Da IoT-Lösungen modular und skalierbar sind, tragen sie zur Schaffung miteinander verbundener Systeme bei, die nachrüstbar und an neue und zukünftige Technologien anpassbar sind. In Verbindung mit fortschrittlicher KI trägt das IoT zusätzlich zur Optimierung von Gebäudesystemen bei. Durch die Verwendung großer, umfassender, lokaler und zeitlicher Datensätze, Simulationen und kontinuierlichem Lernen werden die betriebliche Effizienz und das Nutzererlebnis verbessert. Traditionelle Gebäudemanagementsysteme werden in intelligente, adaptive und nachhaltigkeitsfördernde Systeme umgewandelt.
KI, ML, RL und DL: Ihre Rolle in BMS
KI, ML, RL und DL verändern Gebäudemanagementsysteme auf unterschiedliche Weise:
- KI (Künstliche Intelligenz): KI fungiert als „Gehirn“ oder „Verstand“ von Gebäuden und ermöglicht es Systemen, aus Daten zu lernen, Entscheidungen zu treffen und sich im Laufe der Zeit zu verbessern. Sie unterstützt moderne Gebäudemanagementsysteme durch Aufgaben wie Selbstlernen, Entscheidungsfindung und dynamische Optimierung. KI-Tools nutzen historische, Echtzeit-, lokalisierte und umfassendere Daten von IoT-Sensoren, um den Gebäudebetrieb dynamisch anzupassen (einschließlich Beleuchtung, Heizung, Energieverbrauch, Belüftung und HVAC). Predictive Analytics prognostiziert den Energiebedarf, reduziert Verschwendung und steigert die Effizienz.

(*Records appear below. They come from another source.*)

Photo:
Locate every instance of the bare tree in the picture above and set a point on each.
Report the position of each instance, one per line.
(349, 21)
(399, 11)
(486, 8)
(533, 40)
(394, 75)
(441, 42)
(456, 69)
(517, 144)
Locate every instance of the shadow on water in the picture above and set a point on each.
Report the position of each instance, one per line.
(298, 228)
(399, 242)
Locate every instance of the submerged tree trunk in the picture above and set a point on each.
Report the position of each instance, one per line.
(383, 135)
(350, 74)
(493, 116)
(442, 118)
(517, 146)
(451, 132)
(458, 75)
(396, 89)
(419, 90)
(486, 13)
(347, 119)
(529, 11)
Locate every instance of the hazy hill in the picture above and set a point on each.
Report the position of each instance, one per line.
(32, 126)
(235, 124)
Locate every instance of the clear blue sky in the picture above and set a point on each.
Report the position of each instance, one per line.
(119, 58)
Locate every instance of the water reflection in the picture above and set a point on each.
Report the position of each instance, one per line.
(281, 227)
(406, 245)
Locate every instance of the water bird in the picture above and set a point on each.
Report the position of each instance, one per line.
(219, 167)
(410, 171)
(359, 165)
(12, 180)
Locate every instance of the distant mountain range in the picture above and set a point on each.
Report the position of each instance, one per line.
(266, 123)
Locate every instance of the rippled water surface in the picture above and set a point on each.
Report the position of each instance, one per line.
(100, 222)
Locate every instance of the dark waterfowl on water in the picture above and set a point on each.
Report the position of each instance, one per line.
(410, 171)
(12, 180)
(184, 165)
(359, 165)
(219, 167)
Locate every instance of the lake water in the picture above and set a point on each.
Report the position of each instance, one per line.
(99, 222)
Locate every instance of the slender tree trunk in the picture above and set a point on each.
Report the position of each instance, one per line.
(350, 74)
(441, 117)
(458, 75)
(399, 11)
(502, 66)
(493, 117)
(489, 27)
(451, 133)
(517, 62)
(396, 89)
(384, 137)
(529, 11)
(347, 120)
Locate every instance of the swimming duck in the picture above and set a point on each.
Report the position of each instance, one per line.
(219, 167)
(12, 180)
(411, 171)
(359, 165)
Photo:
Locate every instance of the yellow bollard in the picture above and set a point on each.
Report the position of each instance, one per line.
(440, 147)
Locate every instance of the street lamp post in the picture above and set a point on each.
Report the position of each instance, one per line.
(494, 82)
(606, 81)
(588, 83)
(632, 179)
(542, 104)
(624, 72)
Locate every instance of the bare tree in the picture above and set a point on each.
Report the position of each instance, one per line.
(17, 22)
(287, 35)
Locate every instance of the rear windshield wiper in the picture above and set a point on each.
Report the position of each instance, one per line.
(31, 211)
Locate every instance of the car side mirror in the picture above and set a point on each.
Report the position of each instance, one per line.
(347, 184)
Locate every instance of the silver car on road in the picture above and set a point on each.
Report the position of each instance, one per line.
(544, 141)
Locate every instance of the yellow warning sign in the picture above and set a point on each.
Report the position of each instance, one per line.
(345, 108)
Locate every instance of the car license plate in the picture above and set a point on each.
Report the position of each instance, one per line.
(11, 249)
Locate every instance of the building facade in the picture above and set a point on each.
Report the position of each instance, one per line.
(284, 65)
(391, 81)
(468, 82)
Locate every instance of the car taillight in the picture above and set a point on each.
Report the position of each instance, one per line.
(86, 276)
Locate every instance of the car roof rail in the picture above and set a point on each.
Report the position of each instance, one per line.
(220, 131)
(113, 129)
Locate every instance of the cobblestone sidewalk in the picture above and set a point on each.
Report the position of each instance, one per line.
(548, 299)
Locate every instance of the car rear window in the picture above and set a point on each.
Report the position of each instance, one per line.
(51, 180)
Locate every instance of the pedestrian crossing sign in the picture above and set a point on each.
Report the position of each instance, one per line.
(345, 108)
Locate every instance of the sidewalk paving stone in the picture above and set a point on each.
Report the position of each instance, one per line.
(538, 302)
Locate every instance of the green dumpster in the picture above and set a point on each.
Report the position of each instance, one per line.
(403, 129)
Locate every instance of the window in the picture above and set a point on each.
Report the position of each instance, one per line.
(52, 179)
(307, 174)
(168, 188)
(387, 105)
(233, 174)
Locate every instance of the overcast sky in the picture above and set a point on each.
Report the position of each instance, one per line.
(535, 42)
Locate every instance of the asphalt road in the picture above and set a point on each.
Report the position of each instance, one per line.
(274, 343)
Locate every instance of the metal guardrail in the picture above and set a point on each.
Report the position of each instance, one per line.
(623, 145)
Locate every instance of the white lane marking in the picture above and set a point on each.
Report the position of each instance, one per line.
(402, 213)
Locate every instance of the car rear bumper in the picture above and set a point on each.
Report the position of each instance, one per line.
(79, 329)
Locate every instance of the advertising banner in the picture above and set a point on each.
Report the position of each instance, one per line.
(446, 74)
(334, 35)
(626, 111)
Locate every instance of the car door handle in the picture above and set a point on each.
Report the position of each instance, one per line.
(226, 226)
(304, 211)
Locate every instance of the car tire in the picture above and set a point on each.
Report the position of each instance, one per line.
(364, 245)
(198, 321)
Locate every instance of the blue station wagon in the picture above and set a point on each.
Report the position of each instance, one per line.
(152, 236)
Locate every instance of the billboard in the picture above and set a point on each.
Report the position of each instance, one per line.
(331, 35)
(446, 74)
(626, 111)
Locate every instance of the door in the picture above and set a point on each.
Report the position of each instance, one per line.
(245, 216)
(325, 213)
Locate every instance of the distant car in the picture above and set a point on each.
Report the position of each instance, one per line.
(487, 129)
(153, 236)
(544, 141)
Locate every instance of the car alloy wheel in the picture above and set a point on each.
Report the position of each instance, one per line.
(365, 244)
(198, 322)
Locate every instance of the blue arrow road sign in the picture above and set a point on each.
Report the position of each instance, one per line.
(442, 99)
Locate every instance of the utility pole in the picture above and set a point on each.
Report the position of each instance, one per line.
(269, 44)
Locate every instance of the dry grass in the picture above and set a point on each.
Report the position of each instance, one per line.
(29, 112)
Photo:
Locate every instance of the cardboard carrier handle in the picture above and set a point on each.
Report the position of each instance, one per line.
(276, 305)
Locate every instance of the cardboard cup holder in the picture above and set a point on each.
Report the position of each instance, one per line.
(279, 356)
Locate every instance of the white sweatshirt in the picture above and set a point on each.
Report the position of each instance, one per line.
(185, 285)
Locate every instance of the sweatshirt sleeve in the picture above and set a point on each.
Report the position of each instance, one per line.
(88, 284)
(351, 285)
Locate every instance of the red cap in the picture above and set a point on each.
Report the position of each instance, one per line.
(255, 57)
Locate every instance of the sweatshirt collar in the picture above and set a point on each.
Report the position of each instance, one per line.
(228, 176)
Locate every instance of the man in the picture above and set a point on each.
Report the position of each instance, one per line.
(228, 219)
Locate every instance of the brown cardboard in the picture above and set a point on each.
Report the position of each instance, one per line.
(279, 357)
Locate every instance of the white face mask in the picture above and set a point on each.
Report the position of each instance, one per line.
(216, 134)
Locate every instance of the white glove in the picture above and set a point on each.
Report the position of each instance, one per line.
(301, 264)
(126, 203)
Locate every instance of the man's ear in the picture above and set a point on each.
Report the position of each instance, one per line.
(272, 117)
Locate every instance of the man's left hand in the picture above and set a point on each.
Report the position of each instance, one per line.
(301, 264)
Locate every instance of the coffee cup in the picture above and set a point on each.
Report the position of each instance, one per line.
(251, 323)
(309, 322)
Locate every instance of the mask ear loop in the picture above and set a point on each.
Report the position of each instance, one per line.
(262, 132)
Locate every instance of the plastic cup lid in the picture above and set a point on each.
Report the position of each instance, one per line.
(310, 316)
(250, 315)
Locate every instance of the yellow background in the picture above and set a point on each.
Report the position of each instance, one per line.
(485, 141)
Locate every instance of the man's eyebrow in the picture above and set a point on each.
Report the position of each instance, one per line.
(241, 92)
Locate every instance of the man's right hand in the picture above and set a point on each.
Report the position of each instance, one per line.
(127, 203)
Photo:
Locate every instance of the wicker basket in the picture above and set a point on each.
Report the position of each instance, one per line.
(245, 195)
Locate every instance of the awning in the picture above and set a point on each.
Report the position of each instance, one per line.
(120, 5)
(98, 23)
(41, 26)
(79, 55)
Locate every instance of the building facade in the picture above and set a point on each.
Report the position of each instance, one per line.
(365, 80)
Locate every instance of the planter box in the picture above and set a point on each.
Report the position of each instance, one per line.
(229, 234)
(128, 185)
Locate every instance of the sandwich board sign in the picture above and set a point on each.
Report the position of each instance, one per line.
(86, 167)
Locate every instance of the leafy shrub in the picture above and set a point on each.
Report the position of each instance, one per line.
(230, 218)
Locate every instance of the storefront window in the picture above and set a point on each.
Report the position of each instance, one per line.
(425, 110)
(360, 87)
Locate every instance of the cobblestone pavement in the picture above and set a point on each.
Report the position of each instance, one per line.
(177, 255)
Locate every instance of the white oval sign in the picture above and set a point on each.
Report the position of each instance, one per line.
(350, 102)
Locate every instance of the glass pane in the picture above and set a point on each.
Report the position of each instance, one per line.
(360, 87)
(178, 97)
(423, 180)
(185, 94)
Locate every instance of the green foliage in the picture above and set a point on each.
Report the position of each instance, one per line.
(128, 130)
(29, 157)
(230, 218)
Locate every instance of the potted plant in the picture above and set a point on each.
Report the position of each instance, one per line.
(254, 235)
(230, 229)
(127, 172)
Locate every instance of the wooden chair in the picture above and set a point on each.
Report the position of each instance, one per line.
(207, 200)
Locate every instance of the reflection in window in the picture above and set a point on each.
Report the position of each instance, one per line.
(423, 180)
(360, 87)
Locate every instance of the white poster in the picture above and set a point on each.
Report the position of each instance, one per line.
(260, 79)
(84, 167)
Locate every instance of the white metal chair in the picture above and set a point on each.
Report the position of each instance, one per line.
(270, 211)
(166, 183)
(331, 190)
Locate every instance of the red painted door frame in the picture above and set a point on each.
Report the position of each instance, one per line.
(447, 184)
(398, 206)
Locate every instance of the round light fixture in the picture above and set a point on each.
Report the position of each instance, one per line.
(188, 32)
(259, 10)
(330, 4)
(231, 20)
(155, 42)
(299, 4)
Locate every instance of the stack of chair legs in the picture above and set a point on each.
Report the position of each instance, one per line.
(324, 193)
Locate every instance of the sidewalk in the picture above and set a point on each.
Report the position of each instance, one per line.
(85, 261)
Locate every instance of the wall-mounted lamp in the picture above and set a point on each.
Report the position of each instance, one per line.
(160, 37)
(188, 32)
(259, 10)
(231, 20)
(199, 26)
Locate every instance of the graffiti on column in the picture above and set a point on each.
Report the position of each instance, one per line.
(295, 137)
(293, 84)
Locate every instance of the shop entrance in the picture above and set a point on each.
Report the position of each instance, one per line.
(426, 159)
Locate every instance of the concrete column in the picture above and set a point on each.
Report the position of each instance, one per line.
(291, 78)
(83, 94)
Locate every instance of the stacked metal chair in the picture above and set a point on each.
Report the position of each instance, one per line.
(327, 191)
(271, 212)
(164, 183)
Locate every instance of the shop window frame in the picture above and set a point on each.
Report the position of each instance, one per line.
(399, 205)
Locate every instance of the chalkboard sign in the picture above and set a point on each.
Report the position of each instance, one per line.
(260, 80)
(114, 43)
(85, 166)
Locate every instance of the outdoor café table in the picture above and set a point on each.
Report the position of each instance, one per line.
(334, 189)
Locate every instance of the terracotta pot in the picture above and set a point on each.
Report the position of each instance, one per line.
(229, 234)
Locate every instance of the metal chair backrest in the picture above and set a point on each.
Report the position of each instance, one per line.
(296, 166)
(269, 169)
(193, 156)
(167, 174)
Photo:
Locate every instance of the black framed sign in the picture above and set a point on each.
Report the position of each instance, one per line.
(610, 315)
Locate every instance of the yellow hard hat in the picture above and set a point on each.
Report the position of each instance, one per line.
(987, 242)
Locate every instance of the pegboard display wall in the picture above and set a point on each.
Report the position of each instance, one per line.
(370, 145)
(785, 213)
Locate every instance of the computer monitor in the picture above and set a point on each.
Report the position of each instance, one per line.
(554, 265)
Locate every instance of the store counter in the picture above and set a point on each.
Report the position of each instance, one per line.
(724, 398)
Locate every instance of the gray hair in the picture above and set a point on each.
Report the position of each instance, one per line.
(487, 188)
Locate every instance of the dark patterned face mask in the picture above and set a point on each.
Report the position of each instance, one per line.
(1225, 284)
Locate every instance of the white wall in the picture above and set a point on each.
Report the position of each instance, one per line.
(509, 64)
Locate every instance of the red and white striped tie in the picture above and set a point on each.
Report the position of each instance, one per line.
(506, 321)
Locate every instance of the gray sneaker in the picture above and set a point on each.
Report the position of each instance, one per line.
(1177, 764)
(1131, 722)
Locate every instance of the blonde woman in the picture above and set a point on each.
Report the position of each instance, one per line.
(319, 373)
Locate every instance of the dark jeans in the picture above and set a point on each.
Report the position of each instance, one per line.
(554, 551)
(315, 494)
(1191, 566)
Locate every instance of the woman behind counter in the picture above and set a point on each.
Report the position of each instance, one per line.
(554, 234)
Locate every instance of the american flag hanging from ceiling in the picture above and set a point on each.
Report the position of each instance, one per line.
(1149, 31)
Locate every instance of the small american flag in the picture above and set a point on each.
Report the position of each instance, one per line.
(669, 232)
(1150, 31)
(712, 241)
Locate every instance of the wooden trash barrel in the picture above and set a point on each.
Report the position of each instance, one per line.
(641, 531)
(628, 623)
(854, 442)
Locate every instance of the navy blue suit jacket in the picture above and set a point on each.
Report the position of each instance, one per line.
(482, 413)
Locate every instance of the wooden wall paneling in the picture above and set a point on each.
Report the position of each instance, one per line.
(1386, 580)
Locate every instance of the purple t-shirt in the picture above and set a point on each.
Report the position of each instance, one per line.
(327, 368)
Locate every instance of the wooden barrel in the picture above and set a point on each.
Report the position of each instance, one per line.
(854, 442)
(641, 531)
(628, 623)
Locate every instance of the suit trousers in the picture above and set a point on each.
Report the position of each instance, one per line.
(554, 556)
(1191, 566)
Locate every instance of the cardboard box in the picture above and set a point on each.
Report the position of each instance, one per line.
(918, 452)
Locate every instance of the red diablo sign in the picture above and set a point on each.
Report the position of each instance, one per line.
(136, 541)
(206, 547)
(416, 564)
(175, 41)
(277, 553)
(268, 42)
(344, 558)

- ML (Maschinelles Lernen): ML, eine Untergruppe der KI, lehrt Systeme, Muster in Daten zu finden und Vorhersagen zu treffen. ML-Algorithmen wie künstliche neuronale Netze (ANNs), Support-Vektor-Maschinen (SVMs) und Random Forests (RF) werden häufig für Energieprognosen, Fehlererkennung und Anomalieerkennung in gesammelten und eingehenden Datensätzen eingesetzt.
- DL (Deep Learning): DL, eine Untergruppe von ML, verwendet Schichten „virtueller Neuronen”, um komplexe Daten zu analysieren und genaue Vorhersagen zu treffen. DL-Modelle wie Convolutional Neural Networks (CNNs) und Long Short-Term Memory (LSTM)-Netzwerke eignen sich hervorragend für die Verarbeitung groß angelegter, hochdimensionaler und zeitabhängiger Gebäudemanagementdaten.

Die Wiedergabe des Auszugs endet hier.